Books

RUBY IN THE SKY

When twelve-year-old Ruby Moon Hayes and her mother move to Vermont, Ruby’s goal is to stay as silent and invisible as a new moon in the frozen sky. She doesn’t want kids at school asking about her missing father or discovering that her mother has been arrested. But keeping to herself isn’t easy when Ahmad Saleem, a Syrian refugee in her class, decides he’s her new best friend. Or when she meets “the Bird Lady,” a recluse named Abigail who lives in a ramshackle shed near Ruby’s house. No one in town understands Abigail — people whisper about her, about her boarded-up house and the terrible secrets she must be hiding.
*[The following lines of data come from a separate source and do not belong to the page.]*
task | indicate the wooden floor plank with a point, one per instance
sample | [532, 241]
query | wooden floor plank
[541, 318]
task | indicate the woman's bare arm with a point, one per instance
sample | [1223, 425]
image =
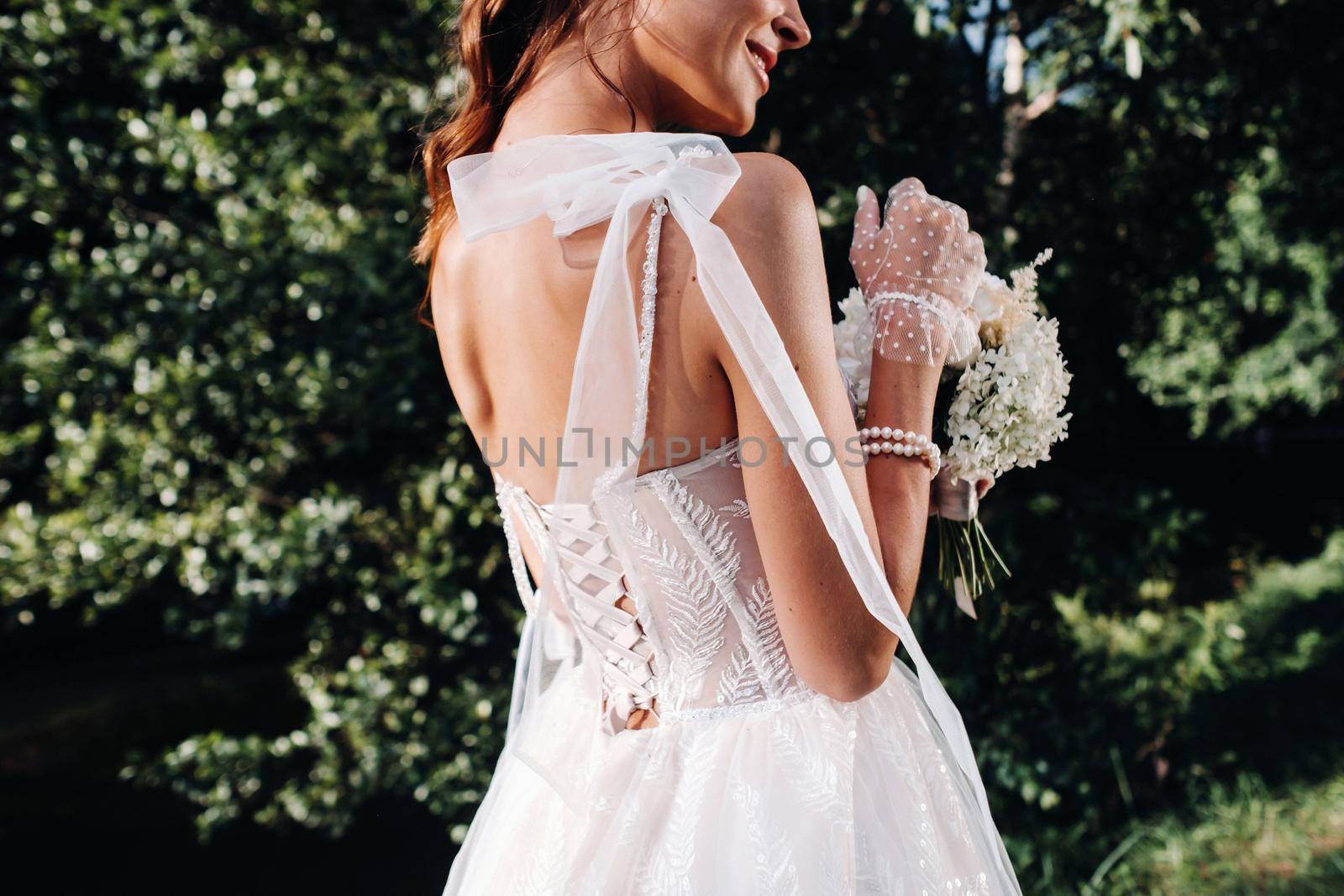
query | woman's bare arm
[833, 642]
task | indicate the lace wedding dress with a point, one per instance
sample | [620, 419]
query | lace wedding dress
[749, 782]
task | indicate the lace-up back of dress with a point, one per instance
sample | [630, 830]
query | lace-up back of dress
[664, 589]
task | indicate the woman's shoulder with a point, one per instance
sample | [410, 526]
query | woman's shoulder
[772, 221]
[770, 181]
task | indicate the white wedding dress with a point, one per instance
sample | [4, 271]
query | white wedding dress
[750, 782]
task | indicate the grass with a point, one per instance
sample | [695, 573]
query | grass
[1242, 840]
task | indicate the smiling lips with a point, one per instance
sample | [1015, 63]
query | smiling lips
[764, 58]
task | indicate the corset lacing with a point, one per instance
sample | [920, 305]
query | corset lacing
[585, 555]
[595, 586]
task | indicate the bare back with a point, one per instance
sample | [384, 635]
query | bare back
[508, 311]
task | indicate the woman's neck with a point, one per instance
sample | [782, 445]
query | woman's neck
[568, 97]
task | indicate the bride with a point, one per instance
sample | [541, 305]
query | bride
[636, 325]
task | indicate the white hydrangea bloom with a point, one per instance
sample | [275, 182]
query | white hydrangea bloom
[853, 345]
[1008, 406]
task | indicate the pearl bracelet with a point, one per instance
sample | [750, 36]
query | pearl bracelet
[895, 441]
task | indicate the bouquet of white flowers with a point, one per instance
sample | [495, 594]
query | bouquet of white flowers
[1005, 412]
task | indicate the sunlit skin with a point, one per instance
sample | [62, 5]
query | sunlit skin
[508, 312]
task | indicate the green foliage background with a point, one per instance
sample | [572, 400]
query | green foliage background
[249, 562]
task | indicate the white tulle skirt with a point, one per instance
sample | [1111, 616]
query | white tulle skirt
[806, 795]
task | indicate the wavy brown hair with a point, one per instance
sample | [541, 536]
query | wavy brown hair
[497, 49]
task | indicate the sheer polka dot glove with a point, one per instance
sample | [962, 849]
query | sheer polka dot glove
[918, 266]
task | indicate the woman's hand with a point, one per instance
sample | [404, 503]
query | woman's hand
[958, 500]
[918, 265]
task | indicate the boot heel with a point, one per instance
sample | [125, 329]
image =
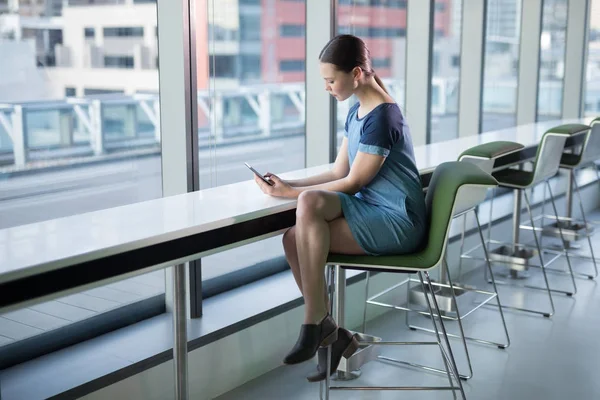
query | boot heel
[351, 349]
[329, 340]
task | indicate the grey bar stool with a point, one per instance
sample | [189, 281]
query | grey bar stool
[454, 186]
[575, 229]
[516, 255]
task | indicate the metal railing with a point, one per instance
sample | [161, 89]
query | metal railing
[102, 124]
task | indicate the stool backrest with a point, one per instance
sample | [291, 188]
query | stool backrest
[484, 156]
[591, 144]
[452, 185]
[547, 160]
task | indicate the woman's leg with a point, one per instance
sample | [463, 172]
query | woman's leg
[314, 212]
[291, 255]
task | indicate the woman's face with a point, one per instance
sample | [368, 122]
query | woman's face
[339, 84]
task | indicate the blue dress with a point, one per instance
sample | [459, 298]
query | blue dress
[387, 216]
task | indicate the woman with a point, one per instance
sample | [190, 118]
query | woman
[371, 202]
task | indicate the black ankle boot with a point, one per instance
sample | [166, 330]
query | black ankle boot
[344, 346]
[311, 337]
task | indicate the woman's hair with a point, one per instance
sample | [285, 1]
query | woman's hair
[347, 52]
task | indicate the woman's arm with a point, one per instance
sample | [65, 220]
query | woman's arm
[364, 169]
[340, 169]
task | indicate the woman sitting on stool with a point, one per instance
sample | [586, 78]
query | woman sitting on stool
[371, 202]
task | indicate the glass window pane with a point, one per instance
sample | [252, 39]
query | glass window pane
[84, 97]
[251, 82]
[592, 76]
[382, 25]
[501, 64]
[552, 59]
[446, 70]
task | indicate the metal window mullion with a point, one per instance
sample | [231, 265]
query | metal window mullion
[529, 61]
[320, 122]
[472, 58]
[419, 49]
[575, 58]
[178, 119]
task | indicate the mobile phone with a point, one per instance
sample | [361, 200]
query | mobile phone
[265, 180]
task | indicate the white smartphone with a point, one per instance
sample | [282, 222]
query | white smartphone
[265, 180]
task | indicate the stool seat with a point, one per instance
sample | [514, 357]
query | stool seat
[492, 150]
[514, 178]
[568, 160]
[571, 129]
[447, 179]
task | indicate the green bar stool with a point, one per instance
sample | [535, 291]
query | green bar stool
[484, 156]
[454, 186]
[517, 255]
[447, 292]
[575, 229]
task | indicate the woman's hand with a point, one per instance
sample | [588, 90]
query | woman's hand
[279, 187]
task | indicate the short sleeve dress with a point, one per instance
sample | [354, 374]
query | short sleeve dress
[387, 216]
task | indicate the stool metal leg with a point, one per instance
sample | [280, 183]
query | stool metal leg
[459, 318]
[364, 328]
[180, 333]
[540, 254]
[562, 237]
[449, 356]
[462, 243]
[581, 208]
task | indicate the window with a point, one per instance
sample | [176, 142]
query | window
[501, 61]
[89, 33]
[292, 30]
[382, 62]
[456, 61]
[592, 73]
[291, 65]
[251, 108]
[58, 134]
[118, 62]
[250, 27]
[445, 72]
[552, 59]
[384, 32]
[373, 32]
[124, 32]
[250, 67]
[222, 66]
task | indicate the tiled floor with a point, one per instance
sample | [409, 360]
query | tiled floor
[549, 358]
[43, 317]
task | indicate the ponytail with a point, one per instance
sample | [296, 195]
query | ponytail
[380, 83]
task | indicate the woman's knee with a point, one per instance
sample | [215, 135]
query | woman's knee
[289, 239]
[310, 204]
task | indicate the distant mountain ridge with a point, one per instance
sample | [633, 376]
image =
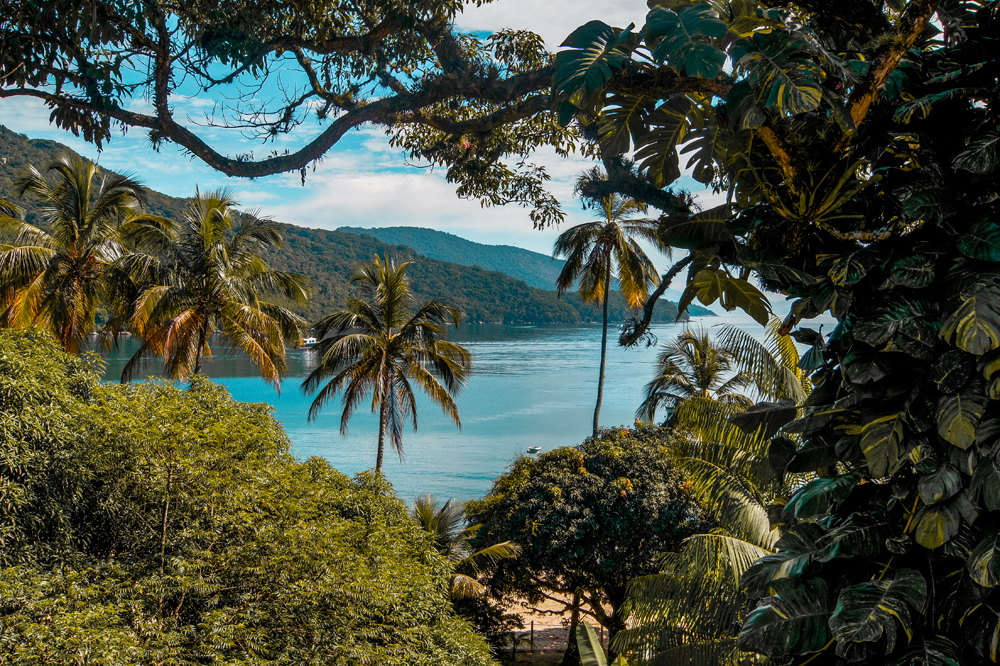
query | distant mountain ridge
[538, 270]
[330, 258]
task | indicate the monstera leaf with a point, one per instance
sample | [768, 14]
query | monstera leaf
[791, 621]
[983, 564]
[817, 496]
[982, 241]
[780, 68]
[683, 45]
[623, 120]
[881, 442]
[869, 610]
[656, 152]
[597, 50]
[975, 326]
[958, 414]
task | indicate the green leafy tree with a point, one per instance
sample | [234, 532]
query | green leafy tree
[588, 519]
[56, 272]
[378, 346]
[183, 283]
[143, 523]
[452, 536]
[858, 142]
[598, 252]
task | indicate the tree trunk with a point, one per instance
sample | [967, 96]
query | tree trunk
[572, 655]
[604, 345]
[381, 437]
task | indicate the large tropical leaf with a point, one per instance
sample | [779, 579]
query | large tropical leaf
[595, 51]
[683, 45]
[867, 611]
[791, 621]
[975, 326]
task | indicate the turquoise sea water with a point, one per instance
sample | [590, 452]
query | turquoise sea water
[530, 386]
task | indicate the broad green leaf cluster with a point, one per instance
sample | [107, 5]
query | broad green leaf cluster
[149, 524]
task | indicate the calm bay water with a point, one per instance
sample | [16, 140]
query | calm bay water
[530, 386]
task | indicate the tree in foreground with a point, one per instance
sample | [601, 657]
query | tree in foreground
[182, 284]
[604, 250]
[55, 273]
[148, 524]
[377, 346]
[858, 141]
[452, 535]
[588, 519]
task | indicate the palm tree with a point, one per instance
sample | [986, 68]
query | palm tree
[204, 277]
[599, 251]
[55, 273]
[377, 346]
[452, 536]
[692, 611]
[694, 365]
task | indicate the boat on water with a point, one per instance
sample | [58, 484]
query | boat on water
[306, 343]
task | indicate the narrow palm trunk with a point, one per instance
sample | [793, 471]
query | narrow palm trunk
[604, 345]
[381, 438]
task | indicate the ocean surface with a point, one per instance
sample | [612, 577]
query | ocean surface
[529, 386]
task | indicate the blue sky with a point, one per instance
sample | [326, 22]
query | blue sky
[362, 181]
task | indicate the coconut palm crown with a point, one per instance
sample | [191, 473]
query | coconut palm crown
[376, 346]
[205, 276]
[603, 250]
[54, 273]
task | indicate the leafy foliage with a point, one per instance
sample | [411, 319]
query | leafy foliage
[145, 522]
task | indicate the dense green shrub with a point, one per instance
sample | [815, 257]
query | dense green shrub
[148, 524]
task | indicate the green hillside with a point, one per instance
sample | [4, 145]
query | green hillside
[329, 258]
[536, 269]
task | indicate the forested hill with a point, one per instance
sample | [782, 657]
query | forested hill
[329, 258]
[538, 270]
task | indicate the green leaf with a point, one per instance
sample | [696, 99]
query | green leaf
[915, 272]
[983, 564]
[975, 326]
[981, 156]
[982, 241]
[624, 118]
[881, 442]
[738, 293]
[656, 151]
[591, 652]
[816, 497]
[791, 621]
[938, 486]
[765, 418]
[958, 413]
[683, 46]
[597, 50]
[869, 610]
[795, 549]
[951, 370]
[702, 229]
[936, 525]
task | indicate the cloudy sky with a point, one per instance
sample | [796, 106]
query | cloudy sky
[362, 181]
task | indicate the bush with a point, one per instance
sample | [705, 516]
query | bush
[148, 524]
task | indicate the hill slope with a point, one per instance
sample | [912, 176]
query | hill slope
[329, 258]
[536, 269]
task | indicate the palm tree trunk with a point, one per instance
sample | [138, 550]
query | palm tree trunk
[381, 437]
[604, 344]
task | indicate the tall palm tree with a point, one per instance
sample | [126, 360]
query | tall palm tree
[377, 346]
[55, 272]
[452, 536]
[599, 251]
[694, 365]
[692, 611]
[206, 276]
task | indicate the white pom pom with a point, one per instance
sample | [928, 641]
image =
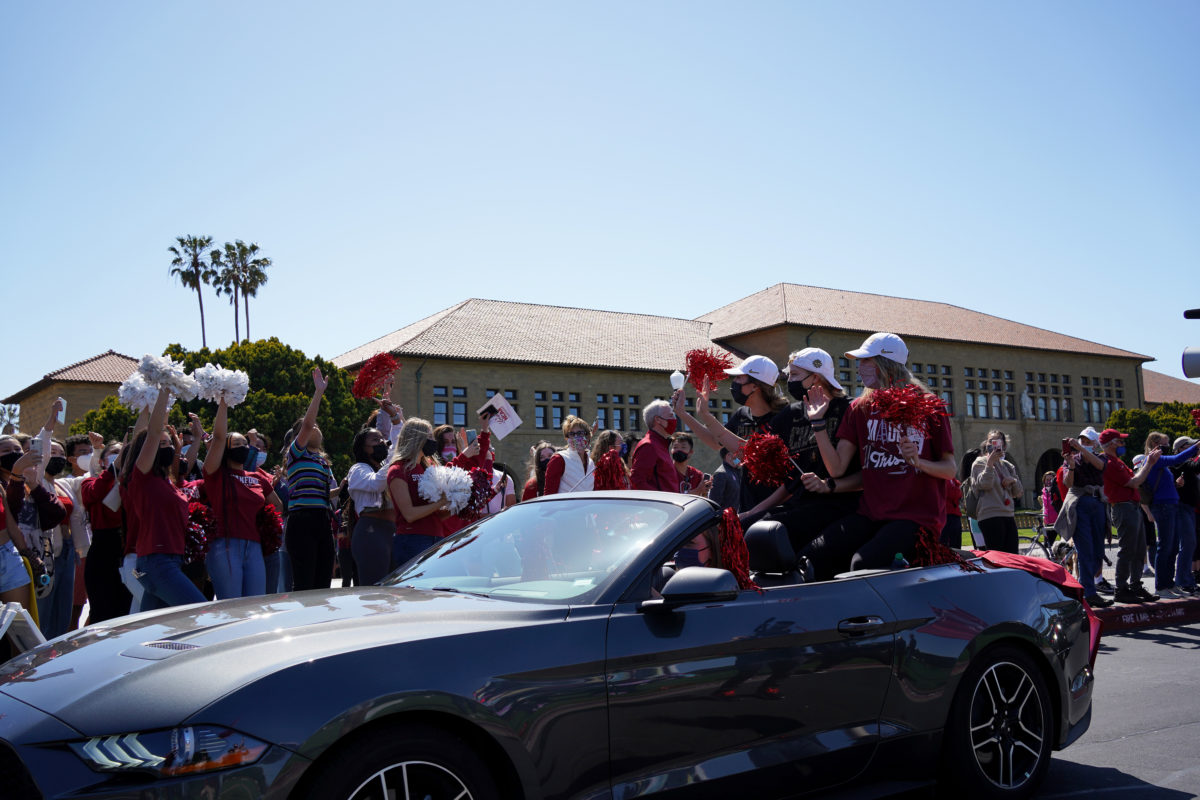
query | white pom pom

As Mom’s trial draws near and Abigail faces eviction, Ruby is forced to make a choice: break her silence or risk losing everyone she loves. Ruby’s story is about the walls we hide behind and the magic that can happen when we are brave enough to break free.

Ruby in the Sky has won the SCBWI Work-in-progress Award for Middle Grade Fiction (2016), the PEN-New England, Susan Bloom Discovery Award (2016), the Tassy Walden, New Voices in Children’s Literature Award (2015), and the Ruth Landers Glass Scholarship at the spring NE-SCBWI annual conference (2016).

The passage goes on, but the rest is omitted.